His footnote fight is a tedious loss to heavyweight champion Lennox Lewis, who contentedly sat behind an unsolvable jab which simultaneously bedeviled Tua and lulled the audience into a restless stupor over twelve Groundhog Day rounds. The explanation lies in the fight poster, where even a comically tall pompadour left Tua well shy of Lewis' stated 6'5":
Aficionados of the Sweet Science are more likely to fondly recall two other bouts, a spectacular firefight with Ike 'The President' Ibeabuchi in which a combined 1,730 punches were thrown (still a heavyweight record, and about as likely to be approached by today's heavys as I would be to hit the moon with a smooth stone and a slingshot), and his first round demolition of John Ruiz, which fueled a thousand boxing forum avatar gifs:
This fight ruined Ruiz, although you'd never know it from Boxrec, which dutifully records his eventual acquisition of the WBA title belt without noting the singularly unwatchable style he adoped in pursuit of said belt, nor the matchmaking & scoring machinations necessary to achieve it- his title reign reflects more glory on Don King's promotional acumen than on Ruiz's pugilistic prowess.
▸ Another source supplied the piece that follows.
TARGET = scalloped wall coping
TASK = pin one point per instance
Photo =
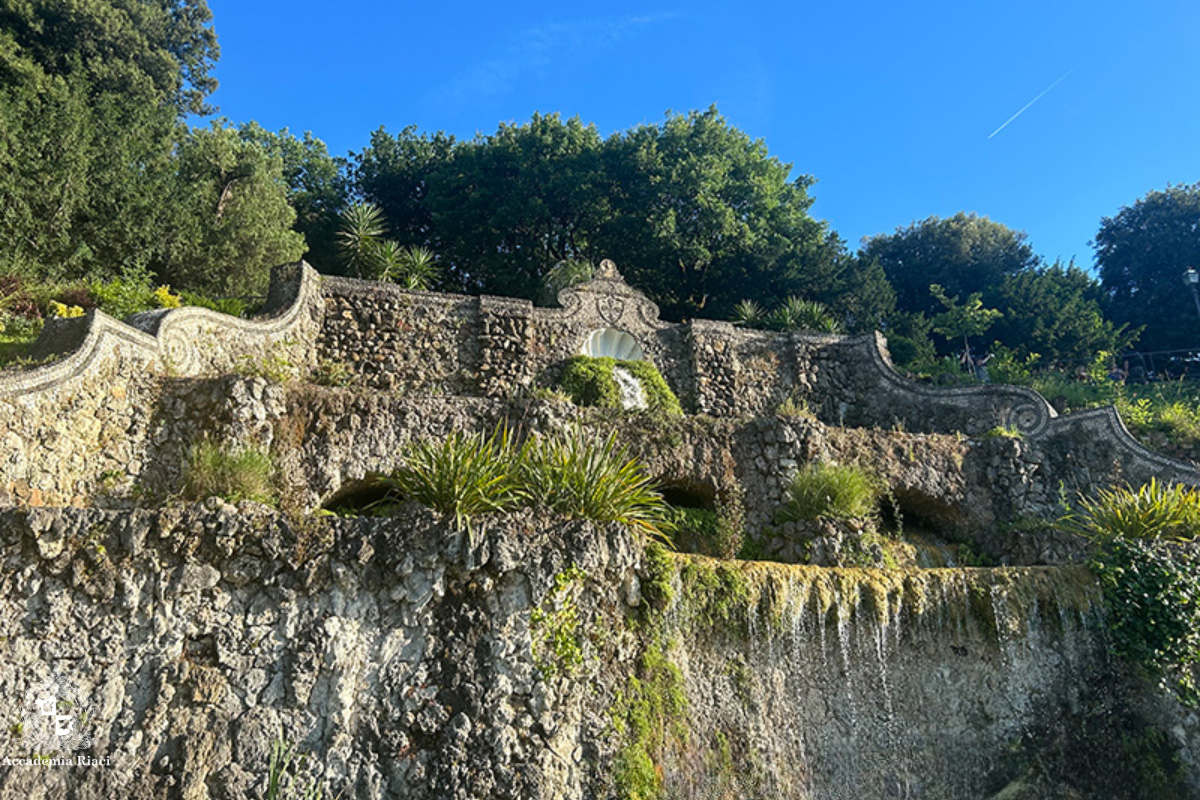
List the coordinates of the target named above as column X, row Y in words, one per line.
column 169, row 340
He entered that ring as an entertaining boxer/puncher, but crawled up off the canvas as The Manaconda, transformed by exposure to Tua's radiating power into an unwatchable mutant, more wrestler than prizefighter.)
The Lewis fight was Tua's lone title shot, a fact strange enough that I had to double-check it. In his prime Tua was a solid guy in a weak-ish era with multiple straps up for grabs- plenty of solid guys with better luck (or better promoters- see the previous paragraph) got multiple title shots & occasionally came through big.
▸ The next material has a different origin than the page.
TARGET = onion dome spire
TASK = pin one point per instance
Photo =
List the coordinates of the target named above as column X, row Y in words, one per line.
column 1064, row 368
Opponents Tua defeated who went on to hold some shard of the shattered heavyweight title:
Aside from the Lewis fight his closest brush with a title was losing an IBF eliminator to Chris Byrd, a defensive specialist & problematic matchup for any heavy not named Klitschko.
In boxing, as in life, timing, luck & connections count as much as skill & effort.
Tua is one of those guys you collect as a hardcore fan- not quite a star, limited in some ways, perpetually clawing up a mountain they are finally doomed never to summit, but fascinating in their struggle.
He spent the last few years of his career on low level cards in out of the way places, off the radar of the boxing press & fans, pursuing a will o' the wisp visible only to aging fighters.
That light's finally gone out-- here's hoping it led Tua to a happier destination than many of his contemporaries.
Cheers, David- thanks for the memories.